QOR360 (pronounced ‘core 360’) is an American brand of  ergonomic chairs developed by the American physician, Turner Osler.

History 

Osler designed the chairs to rock and pivot when sat on, so as to stimulate  active sitting. With his son Lex, Osler launched the QOR360 and brought the chair into the market in 2016.

The Financial Times, in 2022, credited widespread working from home during the  COVID-19 pandemic for growing interest in the chairs.

Product
Each model of chair resembles a stool in which the seat purposely pivots and wobbles in every direction. The instability causes the sitter to keep both feet on the ground with knees below the hips and the spine straight. To remain stably seated, the sitter has to constantly use core muscles of the back and abdomen to make micro adjustments to posture and weight distribution. The active nature of sitting on the chair requires constant recruitment of core muscles. 

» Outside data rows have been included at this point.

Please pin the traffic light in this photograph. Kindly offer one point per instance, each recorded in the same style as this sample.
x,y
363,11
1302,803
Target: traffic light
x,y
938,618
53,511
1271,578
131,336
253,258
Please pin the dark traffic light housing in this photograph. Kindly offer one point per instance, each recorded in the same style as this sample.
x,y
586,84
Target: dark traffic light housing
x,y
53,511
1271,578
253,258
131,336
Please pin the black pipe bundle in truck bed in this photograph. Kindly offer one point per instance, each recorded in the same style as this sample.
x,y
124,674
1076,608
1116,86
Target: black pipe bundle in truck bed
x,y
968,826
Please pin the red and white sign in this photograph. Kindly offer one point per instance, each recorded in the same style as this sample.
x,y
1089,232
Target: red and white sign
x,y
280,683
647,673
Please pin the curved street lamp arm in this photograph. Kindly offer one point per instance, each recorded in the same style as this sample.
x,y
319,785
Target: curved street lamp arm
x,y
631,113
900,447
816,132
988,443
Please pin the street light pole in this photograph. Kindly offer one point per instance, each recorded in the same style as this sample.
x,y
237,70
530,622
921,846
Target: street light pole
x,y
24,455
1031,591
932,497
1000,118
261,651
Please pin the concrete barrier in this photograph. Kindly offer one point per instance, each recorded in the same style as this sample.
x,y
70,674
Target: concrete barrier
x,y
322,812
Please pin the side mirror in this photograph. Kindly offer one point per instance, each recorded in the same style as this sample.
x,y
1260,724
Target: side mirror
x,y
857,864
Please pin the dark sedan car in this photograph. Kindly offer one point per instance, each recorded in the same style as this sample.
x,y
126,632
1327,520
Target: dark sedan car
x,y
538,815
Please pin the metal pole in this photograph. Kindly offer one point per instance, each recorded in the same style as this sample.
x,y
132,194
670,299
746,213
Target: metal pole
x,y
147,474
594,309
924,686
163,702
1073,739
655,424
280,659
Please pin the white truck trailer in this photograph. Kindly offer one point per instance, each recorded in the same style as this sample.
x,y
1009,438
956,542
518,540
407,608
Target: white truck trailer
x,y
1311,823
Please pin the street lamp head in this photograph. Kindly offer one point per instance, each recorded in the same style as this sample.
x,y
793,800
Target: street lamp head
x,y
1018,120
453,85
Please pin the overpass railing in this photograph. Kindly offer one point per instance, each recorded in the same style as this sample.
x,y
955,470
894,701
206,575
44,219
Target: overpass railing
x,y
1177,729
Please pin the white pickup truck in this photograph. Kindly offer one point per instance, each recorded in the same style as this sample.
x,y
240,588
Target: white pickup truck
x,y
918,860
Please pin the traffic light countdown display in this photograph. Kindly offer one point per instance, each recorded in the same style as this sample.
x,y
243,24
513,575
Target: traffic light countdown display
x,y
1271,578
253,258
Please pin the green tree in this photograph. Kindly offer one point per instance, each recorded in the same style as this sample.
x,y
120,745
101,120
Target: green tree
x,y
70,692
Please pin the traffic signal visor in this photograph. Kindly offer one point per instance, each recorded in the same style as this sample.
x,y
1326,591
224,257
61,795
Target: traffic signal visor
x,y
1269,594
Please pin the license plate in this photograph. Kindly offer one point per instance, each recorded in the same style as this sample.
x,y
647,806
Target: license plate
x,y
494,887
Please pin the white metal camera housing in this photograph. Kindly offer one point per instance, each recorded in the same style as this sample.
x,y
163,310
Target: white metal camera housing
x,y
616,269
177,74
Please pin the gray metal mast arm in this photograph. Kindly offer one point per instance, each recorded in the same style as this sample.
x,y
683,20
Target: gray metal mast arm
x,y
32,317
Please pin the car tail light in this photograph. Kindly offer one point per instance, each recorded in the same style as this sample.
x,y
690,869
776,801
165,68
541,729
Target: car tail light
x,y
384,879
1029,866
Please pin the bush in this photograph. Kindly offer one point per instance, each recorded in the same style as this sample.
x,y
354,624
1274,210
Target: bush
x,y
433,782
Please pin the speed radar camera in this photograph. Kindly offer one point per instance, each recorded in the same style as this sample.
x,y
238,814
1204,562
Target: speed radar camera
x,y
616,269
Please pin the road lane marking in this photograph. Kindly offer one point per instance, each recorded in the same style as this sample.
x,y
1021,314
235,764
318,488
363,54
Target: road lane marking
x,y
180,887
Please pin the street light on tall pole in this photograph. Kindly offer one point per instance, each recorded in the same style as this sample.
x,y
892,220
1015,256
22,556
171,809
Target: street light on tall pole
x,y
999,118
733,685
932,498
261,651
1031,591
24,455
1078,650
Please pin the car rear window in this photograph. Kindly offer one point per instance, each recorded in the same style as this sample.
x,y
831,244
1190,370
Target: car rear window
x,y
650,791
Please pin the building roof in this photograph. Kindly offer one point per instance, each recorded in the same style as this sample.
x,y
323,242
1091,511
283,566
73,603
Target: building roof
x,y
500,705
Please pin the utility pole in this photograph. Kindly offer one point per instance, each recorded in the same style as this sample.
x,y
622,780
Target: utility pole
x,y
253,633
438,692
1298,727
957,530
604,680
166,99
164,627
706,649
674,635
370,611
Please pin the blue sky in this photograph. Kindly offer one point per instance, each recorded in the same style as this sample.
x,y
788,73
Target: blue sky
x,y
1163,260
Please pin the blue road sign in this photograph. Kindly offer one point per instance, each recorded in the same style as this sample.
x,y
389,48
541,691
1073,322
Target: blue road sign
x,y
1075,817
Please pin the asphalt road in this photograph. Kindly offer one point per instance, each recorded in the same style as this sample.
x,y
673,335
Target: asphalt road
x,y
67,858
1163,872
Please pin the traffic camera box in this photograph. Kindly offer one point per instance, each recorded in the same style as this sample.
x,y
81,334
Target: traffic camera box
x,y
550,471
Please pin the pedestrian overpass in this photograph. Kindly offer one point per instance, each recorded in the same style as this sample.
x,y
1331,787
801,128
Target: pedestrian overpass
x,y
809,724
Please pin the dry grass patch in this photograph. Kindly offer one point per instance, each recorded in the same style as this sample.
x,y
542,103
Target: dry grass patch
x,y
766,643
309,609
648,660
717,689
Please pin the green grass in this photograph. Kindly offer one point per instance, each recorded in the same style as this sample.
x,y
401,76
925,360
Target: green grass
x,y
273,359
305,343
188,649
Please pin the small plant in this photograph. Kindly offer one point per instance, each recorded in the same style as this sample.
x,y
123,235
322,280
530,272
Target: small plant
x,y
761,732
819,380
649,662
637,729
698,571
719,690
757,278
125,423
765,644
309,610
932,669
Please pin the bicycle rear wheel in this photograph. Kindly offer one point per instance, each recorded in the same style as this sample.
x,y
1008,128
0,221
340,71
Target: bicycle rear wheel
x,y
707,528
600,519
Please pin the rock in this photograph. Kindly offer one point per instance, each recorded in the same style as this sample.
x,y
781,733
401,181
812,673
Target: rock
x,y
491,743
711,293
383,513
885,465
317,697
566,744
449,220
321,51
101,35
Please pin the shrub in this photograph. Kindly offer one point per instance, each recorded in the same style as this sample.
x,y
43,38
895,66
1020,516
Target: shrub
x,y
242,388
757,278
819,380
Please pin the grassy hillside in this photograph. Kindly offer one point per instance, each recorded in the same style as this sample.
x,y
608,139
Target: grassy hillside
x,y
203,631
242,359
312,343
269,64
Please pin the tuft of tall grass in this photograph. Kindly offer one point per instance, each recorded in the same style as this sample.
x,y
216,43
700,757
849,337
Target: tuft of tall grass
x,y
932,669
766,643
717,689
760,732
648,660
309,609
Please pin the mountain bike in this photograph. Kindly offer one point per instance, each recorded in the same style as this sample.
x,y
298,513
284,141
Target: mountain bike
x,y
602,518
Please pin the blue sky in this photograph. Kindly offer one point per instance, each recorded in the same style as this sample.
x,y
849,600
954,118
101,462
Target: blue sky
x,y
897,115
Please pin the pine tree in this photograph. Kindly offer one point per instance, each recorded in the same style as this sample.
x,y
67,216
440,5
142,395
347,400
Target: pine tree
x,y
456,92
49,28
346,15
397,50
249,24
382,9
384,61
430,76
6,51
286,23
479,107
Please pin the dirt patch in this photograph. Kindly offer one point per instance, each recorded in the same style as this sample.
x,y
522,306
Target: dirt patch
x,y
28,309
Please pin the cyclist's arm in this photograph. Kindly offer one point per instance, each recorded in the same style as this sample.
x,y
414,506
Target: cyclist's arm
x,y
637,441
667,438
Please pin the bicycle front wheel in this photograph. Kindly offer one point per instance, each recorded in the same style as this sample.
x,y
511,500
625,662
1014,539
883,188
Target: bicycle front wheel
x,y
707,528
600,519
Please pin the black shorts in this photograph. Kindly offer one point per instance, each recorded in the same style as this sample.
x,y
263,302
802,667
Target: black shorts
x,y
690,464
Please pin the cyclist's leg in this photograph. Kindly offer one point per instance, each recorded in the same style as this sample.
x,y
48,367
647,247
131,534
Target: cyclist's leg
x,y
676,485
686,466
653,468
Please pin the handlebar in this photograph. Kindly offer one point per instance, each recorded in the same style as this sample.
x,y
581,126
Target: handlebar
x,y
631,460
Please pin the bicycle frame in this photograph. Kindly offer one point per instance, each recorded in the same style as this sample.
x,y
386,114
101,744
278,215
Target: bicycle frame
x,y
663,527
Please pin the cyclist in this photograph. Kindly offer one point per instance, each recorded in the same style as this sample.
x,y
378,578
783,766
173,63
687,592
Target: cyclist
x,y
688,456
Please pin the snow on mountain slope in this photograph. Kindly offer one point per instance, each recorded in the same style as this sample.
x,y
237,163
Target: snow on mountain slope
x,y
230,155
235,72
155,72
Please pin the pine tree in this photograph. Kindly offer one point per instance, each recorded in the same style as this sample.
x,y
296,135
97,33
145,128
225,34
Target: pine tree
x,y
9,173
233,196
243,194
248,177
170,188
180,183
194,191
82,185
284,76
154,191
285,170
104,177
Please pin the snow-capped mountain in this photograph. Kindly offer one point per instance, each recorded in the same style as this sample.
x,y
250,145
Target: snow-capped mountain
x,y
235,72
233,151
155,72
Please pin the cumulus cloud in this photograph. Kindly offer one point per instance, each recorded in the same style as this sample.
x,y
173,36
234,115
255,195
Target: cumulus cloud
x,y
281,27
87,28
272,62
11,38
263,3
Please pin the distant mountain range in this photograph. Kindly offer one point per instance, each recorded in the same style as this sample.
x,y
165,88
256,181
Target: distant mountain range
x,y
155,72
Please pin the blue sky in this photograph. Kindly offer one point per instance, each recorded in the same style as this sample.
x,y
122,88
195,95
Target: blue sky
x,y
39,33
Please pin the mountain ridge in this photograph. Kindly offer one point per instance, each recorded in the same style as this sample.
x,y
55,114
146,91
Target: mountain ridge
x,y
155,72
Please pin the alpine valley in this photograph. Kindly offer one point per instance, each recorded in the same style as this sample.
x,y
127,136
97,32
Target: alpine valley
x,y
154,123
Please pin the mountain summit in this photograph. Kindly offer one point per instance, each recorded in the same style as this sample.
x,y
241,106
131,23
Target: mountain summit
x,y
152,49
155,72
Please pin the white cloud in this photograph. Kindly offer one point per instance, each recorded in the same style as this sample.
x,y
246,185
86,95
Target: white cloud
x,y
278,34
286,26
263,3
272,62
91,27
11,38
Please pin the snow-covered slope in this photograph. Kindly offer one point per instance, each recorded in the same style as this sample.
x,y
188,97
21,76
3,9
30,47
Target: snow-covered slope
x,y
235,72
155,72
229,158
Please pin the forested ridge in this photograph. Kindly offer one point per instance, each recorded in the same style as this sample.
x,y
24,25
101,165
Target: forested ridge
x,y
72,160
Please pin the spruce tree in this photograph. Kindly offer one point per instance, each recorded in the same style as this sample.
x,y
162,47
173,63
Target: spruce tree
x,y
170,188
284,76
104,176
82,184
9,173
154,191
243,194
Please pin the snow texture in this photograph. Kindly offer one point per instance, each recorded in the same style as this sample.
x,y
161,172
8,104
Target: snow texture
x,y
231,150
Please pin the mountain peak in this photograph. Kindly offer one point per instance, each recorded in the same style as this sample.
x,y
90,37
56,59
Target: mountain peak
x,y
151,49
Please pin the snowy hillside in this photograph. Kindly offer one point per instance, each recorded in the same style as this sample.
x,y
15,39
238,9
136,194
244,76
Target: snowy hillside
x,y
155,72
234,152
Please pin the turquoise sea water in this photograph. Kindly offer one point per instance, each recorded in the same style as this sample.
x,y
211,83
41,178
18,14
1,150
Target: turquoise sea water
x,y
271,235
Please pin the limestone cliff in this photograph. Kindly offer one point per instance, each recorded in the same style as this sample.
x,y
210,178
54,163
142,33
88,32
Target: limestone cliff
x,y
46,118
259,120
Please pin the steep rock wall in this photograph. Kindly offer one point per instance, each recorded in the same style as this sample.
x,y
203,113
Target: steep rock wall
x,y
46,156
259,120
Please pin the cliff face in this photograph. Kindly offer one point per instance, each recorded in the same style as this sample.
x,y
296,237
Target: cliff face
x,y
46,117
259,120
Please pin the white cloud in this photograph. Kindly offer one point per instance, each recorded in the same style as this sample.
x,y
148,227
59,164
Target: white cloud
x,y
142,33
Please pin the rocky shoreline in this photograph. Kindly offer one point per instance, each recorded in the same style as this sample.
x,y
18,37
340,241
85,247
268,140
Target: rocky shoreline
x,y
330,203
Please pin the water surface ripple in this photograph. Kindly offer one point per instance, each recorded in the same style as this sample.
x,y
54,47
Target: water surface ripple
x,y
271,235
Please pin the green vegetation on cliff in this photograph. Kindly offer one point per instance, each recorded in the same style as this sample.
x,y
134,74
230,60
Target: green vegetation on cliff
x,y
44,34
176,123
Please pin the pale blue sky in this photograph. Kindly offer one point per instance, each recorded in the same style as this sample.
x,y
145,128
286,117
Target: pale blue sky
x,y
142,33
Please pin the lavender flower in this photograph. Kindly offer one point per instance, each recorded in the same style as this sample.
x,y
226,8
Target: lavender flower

Osler designed the chairs after working 30 years as a trauma surgeon and then switching roles to a research epidemiologist, which was mostly a desk job. He made his own design because he was unable to find an ergonomic chair that did what he wanted it to do and that was also affordable. The main feature Osler invented and received a patent for was the dome-shaped rubber piece the chair seat rests on and that allows it to wobble and pivot. 

Designs and printable patterns were made freely available for a chair version called the "ButtOn" meant for classrooms and made out of plywood and a tennis ball for around eight dollars.